Teknik anlamda bir dizi sorun yaşanmış olmasına rağmen şenlik, hedeflenen politik düzeyin yakalanması ile önemli bir yerde duruyor.

Anadolu Yakası/İLGP


İzmir: LGP’lerde örgütlenmeye!

Okulların tatile girmesine az bir süre kalırken çalışmalarımızı kararlılıkla sürdürüyoruz.

İzmir’de dersaneye giden arkadaşlarımıza İzmir Liseli Gençlik Platformu Girişimcileri olarak sesimizi ulaştırmak için dersane önlerinde bülten dağıtımı yapmayı kararlaştırdık. İzmir Liseli Gençlik Platformu Girişimi’nin yayını olan “Ticari Eğitime Karşı KATALİZÖR”ün dağıtımına başladık.

Dağıtıma liseli gençlerden yoğun bir ilgi oldu. Dersanelere yönelik ilk defa böyle bir faaliyetin örgütlenmesi, ticari eğitimin en somut yaşandığı bu kurumlarda okuyan liselilere gerçekleri anlatmak bakımından iyi bir propaganda imkanı sağladı. Önümüzdeki günlerde ara tatilin başlamasıyla birlikte çalışmamızı dersanelere taşıyarak dersane gençliğini de mücadeleye çağıracağız.

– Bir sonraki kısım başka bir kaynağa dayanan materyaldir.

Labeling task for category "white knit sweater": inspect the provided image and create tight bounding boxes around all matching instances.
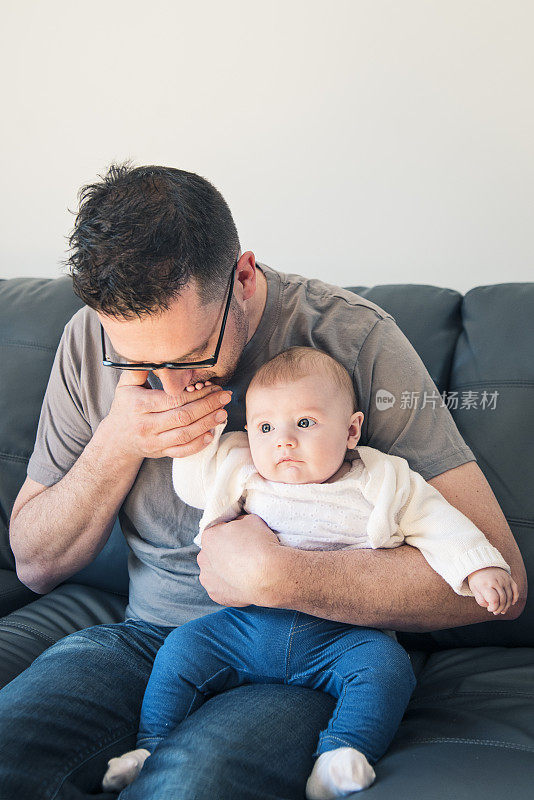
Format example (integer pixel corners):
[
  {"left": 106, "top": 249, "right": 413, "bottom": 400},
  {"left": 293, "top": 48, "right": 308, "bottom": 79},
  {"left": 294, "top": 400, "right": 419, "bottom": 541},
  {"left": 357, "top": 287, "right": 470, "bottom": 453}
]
[{"left": 172, "top": 423, "right": 511, "bottom": 597}]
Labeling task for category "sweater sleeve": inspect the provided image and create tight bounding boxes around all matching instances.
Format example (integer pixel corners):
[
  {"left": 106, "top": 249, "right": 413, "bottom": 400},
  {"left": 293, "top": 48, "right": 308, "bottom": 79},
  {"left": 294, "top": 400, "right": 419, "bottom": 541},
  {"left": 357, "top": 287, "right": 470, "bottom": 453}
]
[
  {"left": 398, "top": 470, "right": 511, "bottom": 597},
  {"left": 172, "top": 422, "right": 254, "bottom": 547}
]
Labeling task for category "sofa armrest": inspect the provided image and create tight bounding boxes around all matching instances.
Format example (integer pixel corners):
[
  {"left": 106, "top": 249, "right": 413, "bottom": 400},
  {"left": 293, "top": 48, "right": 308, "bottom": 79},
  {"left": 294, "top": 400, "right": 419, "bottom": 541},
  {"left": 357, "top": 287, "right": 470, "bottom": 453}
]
[{"left": 0, "top": 569, "right": 40, "bottom": 617}]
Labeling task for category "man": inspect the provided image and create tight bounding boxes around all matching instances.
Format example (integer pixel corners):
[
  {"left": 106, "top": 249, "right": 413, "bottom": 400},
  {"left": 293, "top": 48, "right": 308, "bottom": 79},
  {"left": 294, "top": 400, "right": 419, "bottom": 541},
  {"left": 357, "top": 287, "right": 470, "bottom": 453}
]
[{"left": 0, "top": 167, "right": 526, "bottom": 800}]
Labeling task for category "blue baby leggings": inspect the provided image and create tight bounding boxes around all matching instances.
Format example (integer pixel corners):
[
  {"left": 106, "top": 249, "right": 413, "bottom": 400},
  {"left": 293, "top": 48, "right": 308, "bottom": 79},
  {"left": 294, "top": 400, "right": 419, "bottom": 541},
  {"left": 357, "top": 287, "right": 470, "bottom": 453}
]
[{"left": 137, "top": 606, "right": 415, "bottom": 764}]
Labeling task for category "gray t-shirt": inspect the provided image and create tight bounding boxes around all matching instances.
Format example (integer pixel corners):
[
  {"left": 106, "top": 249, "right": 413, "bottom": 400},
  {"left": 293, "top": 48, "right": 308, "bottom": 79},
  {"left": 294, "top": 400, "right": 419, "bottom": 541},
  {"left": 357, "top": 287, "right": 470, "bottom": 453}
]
[{"left": 28, "top": 264, "right": 475, "bottom": 625}]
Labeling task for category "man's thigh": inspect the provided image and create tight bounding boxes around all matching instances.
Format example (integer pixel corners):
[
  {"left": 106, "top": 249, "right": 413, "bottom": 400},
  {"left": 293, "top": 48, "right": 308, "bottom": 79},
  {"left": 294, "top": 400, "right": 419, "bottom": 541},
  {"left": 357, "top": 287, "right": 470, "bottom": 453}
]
[
  {"left": 0, "top": 620, "right": 171, "bottom": 800},
  {"left": 123, "top": 684, "right": 335, "bottom": 800}
]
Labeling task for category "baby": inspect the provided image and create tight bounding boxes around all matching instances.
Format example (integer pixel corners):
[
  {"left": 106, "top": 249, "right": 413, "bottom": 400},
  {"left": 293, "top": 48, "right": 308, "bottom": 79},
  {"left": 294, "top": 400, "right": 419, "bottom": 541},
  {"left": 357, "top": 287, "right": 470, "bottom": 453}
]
[{"left": 103, "top": 347, "right": 518, "bottom": 800}]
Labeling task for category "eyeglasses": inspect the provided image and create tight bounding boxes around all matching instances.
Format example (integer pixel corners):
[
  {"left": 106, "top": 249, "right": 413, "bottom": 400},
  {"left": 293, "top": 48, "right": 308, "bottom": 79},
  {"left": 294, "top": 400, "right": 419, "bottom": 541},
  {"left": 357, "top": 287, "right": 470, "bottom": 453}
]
[{"left": 100, "top": 256, "right": 239, "bottom": 372}]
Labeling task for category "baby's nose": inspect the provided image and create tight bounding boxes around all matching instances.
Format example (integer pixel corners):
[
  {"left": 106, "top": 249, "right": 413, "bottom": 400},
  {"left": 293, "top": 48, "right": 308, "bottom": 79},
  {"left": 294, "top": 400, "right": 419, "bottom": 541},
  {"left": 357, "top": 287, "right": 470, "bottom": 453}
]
[{"left": 278, "top": 434, "right": 297, "bottom": 447}]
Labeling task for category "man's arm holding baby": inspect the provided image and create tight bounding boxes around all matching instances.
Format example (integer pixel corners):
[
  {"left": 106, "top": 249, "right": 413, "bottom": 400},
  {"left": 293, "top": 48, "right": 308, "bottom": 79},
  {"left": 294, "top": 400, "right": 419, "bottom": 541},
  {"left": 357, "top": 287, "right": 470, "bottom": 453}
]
[{"left": 198, "top": 461, "right": 527, "bottom": 632}]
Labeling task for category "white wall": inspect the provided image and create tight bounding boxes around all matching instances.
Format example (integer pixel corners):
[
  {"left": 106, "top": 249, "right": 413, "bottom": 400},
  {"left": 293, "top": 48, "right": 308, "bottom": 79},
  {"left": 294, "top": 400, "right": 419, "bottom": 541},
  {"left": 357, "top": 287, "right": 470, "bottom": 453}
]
[{"left": 0, "top": 0, "right": 534, "bottom": 291}]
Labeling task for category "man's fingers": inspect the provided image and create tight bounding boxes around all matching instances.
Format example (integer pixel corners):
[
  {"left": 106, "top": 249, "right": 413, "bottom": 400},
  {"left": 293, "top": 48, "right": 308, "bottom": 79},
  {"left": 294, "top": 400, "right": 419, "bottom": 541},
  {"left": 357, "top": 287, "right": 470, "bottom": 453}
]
[
  {"left": 153, "top": 386, "right": 232, "bottom": 433},
  {"left": 156, "top": 406, "right": 226, "bottom": 457},
  {"left": 161, "top": 433, "right": 223, "bottom": 460}
]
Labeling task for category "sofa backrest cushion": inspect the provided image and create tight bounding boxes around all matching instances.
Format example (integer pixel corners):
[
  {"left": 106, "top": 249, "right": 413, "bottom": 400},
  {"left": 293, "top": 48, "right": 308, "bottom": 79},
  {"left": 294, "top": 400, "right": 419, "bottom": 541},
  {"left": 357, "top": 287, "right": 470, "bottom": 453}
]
[{"left": 0, "top": 277, "right": 128, "bottom": 594}]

Ayrıca Katalizör’ün 2. sayısının çıkarılması için hazırlıklarımızı sürüyor. Birçok lise ve dersaneden toplanan yazılarla yepyeni ve daha etkili bir sayıyla liselilerin sesi-soluğu olacağız.

Bu hafta içinde Liseli Gençlik Platformu Girişimcileri olarak bir aktivist toplantısı gerçekleştireceğiz. Buradan aldığımız güçle, liseli gençliğin ticari eğitime karşı bir mevzisi olacak platformumuzun kuruluşuna odaklanarak çalışmalarımızı hızlandıracağız.